29 de junho de 20269 min
Trabalhadores da construção civil em Portugal com capacetes, coletes reflexivos e arneses de segurança em estaleiro
Lei n.º 102/2009DL n.º 273/2003ACT Portugal
~30%
dos acidentes mortais nacionais ocorrem na construção (ACT)
DL 273/2003
legislação específica para estaleiros de construção
10+
tipos de EPI obrigatórios em obra

A construção civil é o sector com a maior taxa de acidentes de trabalho mortais em Portugal. Cada ano, dezenas de trabalhadores perdem a vida em obra — a maioria em quedas em altura, soterramento e contacto com eletricidade. Conhecer os seus direitos e obrigações não é apenas uma questão legal: é uma questão de vida.

Por Que a Construção Civil É o Sector Mais Perigoso?

A construção representa cerca de 7–8% do emprego em Portugal mas é responsável por uma percentagem muito superior dos acidentes mortais.

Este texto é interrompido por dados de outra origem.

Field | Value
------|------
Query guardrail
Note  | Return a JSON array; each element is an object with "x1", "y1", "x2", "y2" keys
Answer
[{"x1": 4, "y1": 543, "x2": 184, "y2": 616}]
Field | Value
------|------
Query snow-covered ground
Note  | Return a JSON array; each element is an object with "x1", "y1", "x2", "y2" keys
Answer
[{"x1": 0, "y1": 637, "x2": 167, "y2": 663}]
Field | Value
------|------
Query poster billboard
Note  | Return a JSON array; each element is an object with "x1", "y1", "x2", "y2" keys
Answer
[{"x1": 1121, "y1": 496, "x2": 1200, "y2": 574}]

Segundo a Autoridade para as Condições do Trabalho (ACT), as principais causas de morte em estaleiro são:

  • Queda em altura — a causa mais comum (andaimes, telhados, valas)
  • Soterramento — colapso de escavações ou estruturas
  • Contacto com eletricidade — linhas e instalações elétricas
  • Atropelamento por máquinas — em estaleiros com maquinaria pesada
  • Queda de objetos — materiais e ferramentas largados em altura

Enquadramento Legal: O Que Diz a Lei

A segurança no trabalho em Portugal é regulada por dois diplomas fundamentais:

  • Lei n.º 102/2009 — Regime Jurídico da Promoção da Segurança e Saúde no Trabalho. Define os direitos e obrigações de empregadores e trabalhadores em qualquer sector de atividade.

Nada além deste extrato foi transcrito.